New PhD projects at Digital World Research Centre
PhD project, ‘altered perceptions’ uses immersive sound to depict experiences of blindness. Dora Filipovic will study experiences of those with sight loss and how others can understand the lifeworld and internal sensory experiences of partially sighted and blind people. She will use virtual reality technology to create immersive films which encourage empathy in audiences. With more than two million people living with sight loss in the UK, this research will collect valuable new knowledge on their experiences, refining cinematic and sound design techniques to share positive stories about living with blindness.This project is in partnership with the Digital Media Arts programme in the Department of Music & Media.
An innovative project also in the field of vision by PhD student Ye Ling, will utilise recent advances in computer vision, augmented reality and artificial intelligence to develop ‘digital glasses’ to improve certain visual impairments. This new type of technology will enable digital correction of conditions such as distorted vision (metamorphopsia) often associated with age-related macular degeneration, which is the leading cause of blindness in developed countries. This project is in partnership with the Centre for Vision, Speech and Signal Processing (CVSSP).
Lastly the centre welcomes Juyuan Wang with her PhD project focusing on ‘the design of augmented reading and writing experiences’. The research draws on technology developed on the ‘Next Generation Paper’ project which offers a hybrid form of ‘print and digital’ paper. Juyuan will further explore new reading and writing experiences of augmented paper from an artistic perspective, to develop a new set of graphic and interaction design principles for augmented paper. This project is in partnership with the Department of Sociology.

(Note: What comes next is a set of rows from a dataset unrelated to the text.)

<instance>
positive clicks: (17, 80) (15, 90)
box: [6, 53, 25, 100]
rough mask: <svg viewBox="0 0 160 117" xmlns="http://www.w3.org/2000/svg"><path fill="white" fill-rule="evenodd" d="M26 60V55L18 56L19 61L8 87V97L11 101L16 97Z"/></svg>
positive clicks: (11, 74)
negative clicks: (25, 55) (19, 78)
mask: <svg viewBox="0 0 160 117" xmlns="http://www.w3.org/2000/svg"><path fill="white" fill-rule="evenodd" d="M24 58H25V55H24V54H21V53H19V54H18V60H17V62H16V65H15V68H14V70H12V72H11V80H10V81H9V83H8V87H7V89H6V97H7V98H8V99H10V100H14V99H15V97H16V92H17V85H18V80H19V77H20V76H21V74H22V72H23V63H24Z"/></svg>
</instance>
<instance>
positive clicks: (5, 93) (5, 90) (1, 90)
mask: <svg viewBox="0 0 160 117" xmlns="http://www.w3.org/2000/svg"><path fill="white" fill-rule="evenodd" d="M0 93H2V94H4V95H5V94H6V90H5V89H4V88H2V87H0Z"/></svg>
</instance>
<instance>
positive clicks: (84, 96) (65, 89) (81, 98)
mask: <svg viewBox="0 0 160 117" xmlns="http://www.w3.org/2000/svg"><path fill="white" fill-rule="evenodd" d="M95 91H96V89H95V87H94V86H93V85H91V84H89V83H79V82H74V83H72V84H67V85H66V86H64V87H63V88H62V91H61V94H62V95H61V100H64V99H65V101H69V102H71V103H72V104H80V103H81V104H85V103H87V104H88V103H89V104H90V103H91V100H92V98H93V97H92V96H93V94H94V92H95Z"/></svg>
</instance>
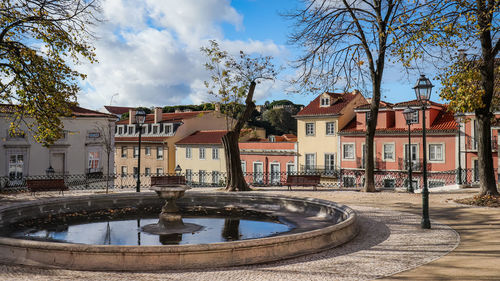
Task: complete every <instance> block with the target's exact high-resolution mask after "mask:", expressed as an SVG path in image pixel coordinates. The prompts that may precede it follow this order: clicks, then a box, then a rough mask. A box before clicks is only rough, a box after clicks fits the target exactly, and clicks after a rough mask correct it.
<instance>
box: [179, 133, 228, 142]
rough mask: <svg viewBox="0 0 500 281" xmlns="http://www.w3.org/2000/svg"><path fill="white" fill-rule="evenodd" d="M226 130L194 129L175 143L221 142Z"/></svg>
mask: <svg viewBox="0 0 500 281" xmlns="http://www.w3.org/2000/svg"><path fill="white" fill-rule="evenodd" d="M225 134H227V131H226V130H213V131H196V132H194V133H193V134H191V135H189V136H187V137H185V138H183V139H181V140H180V141H178V142H176V143H175V144H222V137H223V136H224V135H225Z"/></svg>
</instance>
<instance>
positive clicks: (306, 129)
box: [305, 122, 316, 136]
mask: <svg viewBox="0 0 500 281" xmlns="http://www.w3.org/2000/svg"><path fill="white" fill-rule="evenodd" d="M308 125H310V126H311V128H312V129H311V130H310V131H312V132H309V130H308ZM315 127H316V126H315V124H314V122H307V123H306V124H305V130H306V136H315V135H316V128H315Z"/></svg>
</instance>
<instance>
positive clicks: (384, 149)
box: [384, 143, 394, 160]
mask: <svg viewBox="0 0 500 281" xmlns="http://www.w3.org/2000/svg"><path fill="white" fill-rule="evenodd" d="M384 160H394V144H393V143H384Z"/></svg>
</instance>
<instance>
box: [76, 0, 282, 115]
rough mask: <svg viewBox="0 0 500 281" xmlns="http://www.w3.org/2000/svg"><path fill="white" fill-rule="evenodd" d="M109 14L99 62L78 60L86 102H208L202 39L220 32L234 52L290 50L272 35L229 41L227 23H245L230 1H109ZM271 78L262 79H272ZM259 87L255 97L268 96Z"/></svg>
mask: <svg viewBox="0 0 500 281" xmlns="http://www.w3.org/2000/svg"><path fill="white" fill-rule="evenodd" d="M102 7H103V16H104V17H105V21H104V22H103V23H102V24H101V25H99V26H98V27H97V35H98V37H99V38H100V39H99V40H97V41H96V42H95V47H96V54H97V59H98V60H99V63H97V64H84V65H80V66H79V67H80V69H79V70H80V71H82V72H83V73H86V74H88V78H87V80H86V87H84V90H83V91H82V93H81V94H80V95H79V102H80V104H81V105H82V106H84V107H89V108H100V107H102V105H105V104H109V102H110V99H111V97H112V96H113V95H114V94H116V93H118V96H115V97H114V98H113V104H114V105H123V106H138V105H144V106H153V105H158V106H162V105H169V104H179V103H191V102H192V103H199V102H202V101H210V100H212V99H213V98H211V97H210V96H209V95H208V94H207V90H206V88H205V86H204V85H203V81H204V80H207V79H208V73H207V72H206V71H205V69H204V67H203V64H204V62H205V59H204V57H203V56H202V54H201V52H200V47H201V46H208V40H209V39H217V40H218V41H220V42H221V47H223V48H227V50H228V51H230V52H231V53H238V52H239V50H244V51H245V52H247V53H260V54H264V55H272V56H283V55H284V54H286V53H287V52H286V49H285V48H284V47H283V46H279V45H277V44H275V43H274V42H272V41H258V40H252V39H249V40H247V41H231V40H227V39H225V38H224V37H223V32H222V28H221V24H222V23H229V24H232V25H233V26H235V27H236V28H237V29H238V28H243V26H242V22H243V15H241V14H240V13H238V12H237V11H236V10H235V9H234V8H233V7H231V5H230V2H229V1H228V0H204V1H197V0H168V1H167V0H145V1H136V0H105V1H103V5H102ZM267 84H268V82H267V83H265V84H262V85H267ZM271 88H273V86H266V87H263V86H259V87H258V91H257V93H256V96H257V95H258V96H259V97H260V96H264V95H265V91H266V90H265V89H268V90H269V89H271Z"/></svg>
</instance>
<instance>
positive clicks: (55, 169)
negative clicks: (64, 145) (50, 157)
mask: <svg viewBox="0 0 500 281" xmlns="http://www.w3.org/2000/svg"><path fill="white" fill-rule="evenodd" d="M65 164H66V163H65V161H64V153H53V154H52V159H51V165H52V168H54V172H55V174H56V175H64V171H65V168H66V167H65Z"/></svg>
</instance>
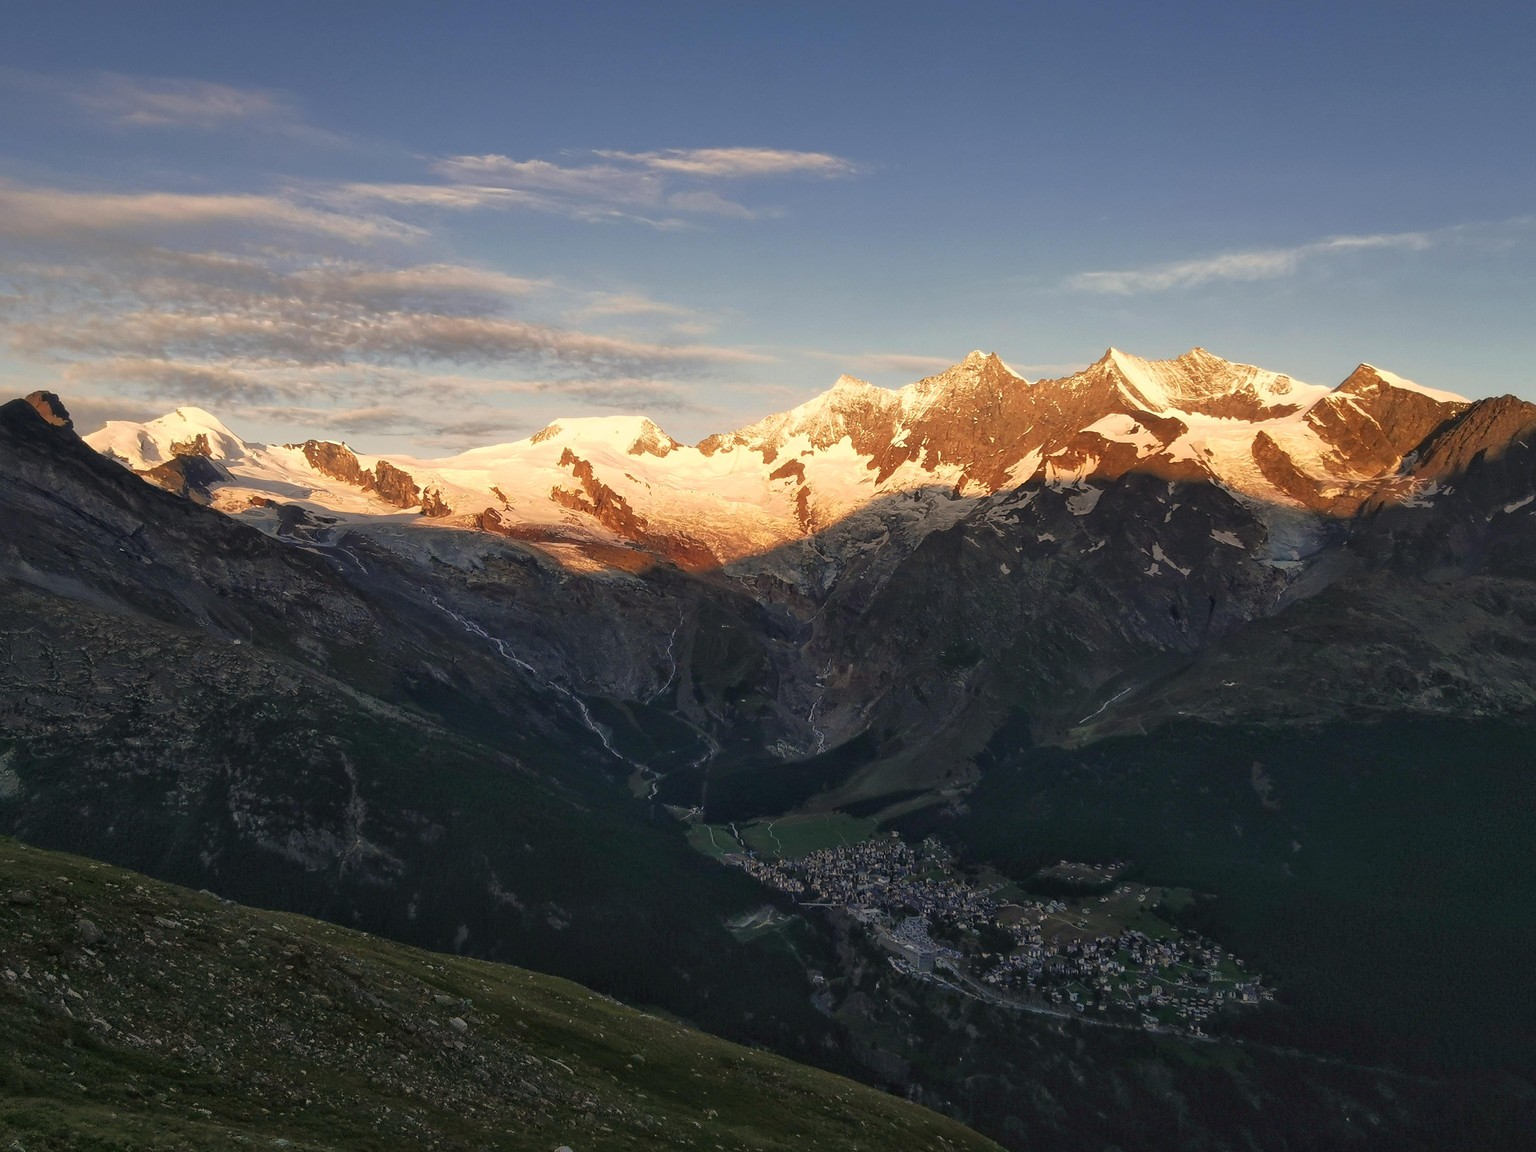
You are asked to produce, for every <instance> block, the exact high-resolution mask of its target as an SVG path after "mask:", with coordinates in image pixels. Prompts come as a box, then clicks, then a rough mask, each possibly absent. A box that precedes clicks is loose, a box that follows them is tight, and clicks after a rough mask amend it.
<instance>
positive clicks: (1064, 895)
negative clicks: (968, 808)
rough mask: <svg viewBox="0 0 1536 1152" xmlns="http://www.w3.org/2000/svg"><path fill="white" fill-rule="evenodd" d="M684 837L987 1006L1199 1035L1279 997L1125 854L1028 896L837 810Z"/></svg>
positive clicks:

Commenting on these new projects, David Frohlich, Director of the Digital World Research Centre said, “I am excited to be working with this new cohort of talented international PhD students from both computing and design backgrounds. Together they help to develop our research theme of assistive media in the domains of visual perception and reading, through a combination of new tech and new media development. Two of the projects by Dora and Juyuan are ‘practice-based’, meaning that they will be creating a body of digital media artworks to address their new media research questions. We hope to exhibit this work alongside technical demonstrations and publications in the future”.